Le carnaval de Rome et celui de Venise ont joui longtemps d'une renommée européenne. On y accourait de toutes parts. Cette affluence d'étrangers riches, à Rome notamment, peut expliquer la tolérance séculaire de l'Église pour des divertissements profanes que d'aucuns, à vrai dire, jugeaient assez déplacés dans une ville directement soumise à l'autorité des papes. Ceux-ci d'ailleurs protestèrent parfois contre des licences un peu trop vives, mais il ne paraît pas qu'ils aient insisté beaucoup en ce sens et plusieurs d'entre eux ont collaboré aux magnificences de ces fêtes.

Le Diarium de Burchard donne la nomenclature assez sèche des réjouissances carnavalesques de 1487 à 1506. On y remarque une grande quantité de courses : courses de Juifs n'ayant pas vingt ans, courses de vieillards de plus de cinquante ans, courses de jeunes gens de vingt à trente ans, courses d'enfants de moins de quinze ans; courses d'ânes et de buffles, courses de chevaux barbes; des combats de taureaux, des joutes à la lance, des chars de triomphe, les gigantesques processions, à la fois civiles et religieuses, qui constituaient les giuocchi de l'Agona et du mont Testaccio.

Sous le pontificat de Paul III (1534-1519), le carnaval tut particulièrement brillant. On y vit, outre les divertissements traditionnels, des cavalcades splendides conduites par les plus hauts personnages, entre autres le duc de Camerino et le cardinal Farnèse, des chasses de bêtes, des représentations théâtrales et des bals masqués, Jules III donna lui aussi de grandes courses, des comédies et de magnifiques festins au Capitole, où il invitait les plus belles femmes de Rome.

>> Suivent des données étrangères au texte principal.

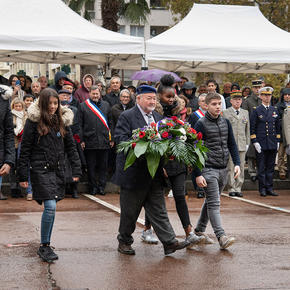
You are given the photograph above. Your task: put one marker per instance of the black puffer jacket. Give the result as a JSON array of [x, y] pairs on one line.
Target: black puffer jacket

Sixte-Quint se montra moins indulgent. Il fit élever sur les places publiques des gibets et des piloris à l'usage des tapageurs. On lui doit l'établissement des barrières destinées à prévenir les accidents qui se produisaient trop fréquemment aux courses des chevaux libres.

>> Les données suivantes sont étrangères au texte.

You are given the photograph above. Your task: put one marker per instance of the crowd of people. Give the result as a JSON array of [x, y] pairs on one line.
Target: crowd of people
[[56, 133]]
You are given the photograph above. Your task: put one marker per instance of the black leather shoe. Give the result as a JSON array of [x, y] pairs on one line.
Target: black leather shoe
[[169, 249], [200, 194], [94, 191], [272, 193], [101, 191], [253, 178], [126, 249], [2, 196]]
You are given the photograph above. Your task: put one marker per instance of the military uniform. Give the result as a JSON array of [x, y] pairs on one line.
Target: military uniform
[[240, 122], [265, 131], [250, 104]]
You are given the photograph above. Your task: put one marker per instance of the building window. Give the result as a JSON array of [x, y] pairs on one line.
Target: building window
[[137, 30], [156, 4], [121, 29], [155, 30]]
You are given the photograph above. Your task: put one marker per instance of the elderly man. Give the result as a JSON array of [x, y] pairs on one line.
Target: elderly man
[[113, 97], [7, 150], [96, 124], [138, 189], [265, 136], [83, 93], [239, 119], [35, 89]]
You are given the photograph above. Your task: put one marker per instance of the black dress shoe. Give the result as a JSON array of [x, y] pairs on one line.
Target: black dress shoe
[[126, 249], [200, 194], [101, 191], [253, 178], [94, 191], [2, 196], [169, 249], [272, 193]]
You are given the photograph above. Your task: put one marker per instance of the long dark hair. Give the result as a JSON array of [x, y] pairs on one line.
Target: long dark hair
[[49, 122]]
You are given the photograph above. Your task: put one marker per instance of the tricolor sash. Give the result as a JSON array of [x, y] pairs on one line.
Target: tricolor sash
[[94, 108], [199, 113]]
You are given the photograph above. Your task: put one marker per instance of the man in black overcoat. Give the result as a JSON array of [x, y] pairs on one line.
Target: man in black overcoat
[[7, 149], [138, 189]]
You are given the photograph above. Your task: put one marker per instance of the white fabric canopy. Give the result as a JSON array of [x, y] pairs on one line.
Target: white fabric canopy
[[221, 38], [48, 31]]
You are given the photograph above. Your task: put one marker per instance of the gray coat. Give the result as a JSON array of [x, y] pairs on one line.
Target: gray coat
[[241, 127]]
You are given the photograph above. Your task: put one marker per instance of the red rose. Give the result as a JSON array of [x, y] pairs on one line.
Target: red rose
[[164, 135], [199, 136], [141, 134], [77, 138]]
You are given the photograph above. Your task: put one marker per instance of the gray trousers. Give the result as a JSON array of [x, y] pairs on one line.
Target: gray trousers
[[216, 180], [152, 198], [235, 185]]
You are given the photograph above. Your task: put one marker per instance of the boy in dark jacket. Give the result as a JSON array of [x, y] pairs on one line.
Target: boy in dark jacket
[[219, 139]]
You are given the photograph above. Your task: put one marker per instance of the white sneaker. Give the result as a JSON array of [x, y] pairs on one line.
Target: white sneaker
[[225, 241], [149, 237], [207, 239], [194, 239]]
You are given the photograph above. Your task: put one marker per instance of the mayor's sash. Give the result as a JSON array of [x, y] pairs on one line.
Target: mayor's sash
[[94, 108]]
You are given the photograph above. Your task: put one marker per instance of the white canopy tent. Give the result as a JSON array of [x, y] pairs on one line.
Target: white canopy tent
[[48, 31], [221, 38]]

Clément XI (lettres apostoliques de 1719 et 1721) et Benoît XIV (encyclique de 1748) sévirent aussi contre le carnaval. Jadis, le carnaval de Rome commençait la veille de la Séxagésime, les derniers papes en avaient peu à peu réduit la durée aux seuls jours gras. A partir de l'annexion de Rome à la couronne d'Italie, il a perdu beaucoup de son importance. Courses de gala, cavalcades, procession de chars, promenade du corso, batailles de fleurs et de confetti, mascarades, bals travestis (veglioni), courses de barberi dans le Corso (supprimées en 1874) resteront au début du XXe siècle les principales réjouissances populaires. Ajoutons-y les moccoletti, qui, par leur singularité, méritent une mention. Le soir du mardi gras, on célèbre l'enterrement du carnaval en brûlant un mannequin. Des files d'équipage circulent sur le Corso, une foule énorme envahit les rues, et chaque personne porte à la main un petit cierge allumé (moccoletto). Chacun essaie d'éteindre le moccoletto de son voisin en soufflant dessus, ou à coups de mouchoirs. Il en résulte un combat plus amusant encore que celui des confetti de plâtre.

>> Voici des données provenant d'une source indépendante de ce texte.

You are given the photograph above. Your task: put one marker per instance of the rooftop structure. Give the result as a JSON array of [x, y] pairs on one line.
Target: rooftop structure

Le carnaval de Venise fut encore plus célèbre et plus fréquenté que celui de Rome, car il le dépassait en licence et durait une partie de l'hiver. Des illuminations féeriques, des feux d'artifice, des gondoles illuminées circulant sur les canaux avec leur équipage de masques et de musiciens, le luxe des déguisements, l'affluence des belles courtisanes et surtout l'autorisation des jeux de hasard, tels étaient les attraits puissants de ces fêtes qui ont, elles aussi, beaucoup pâli, quand Venise perdit son indépendance politique.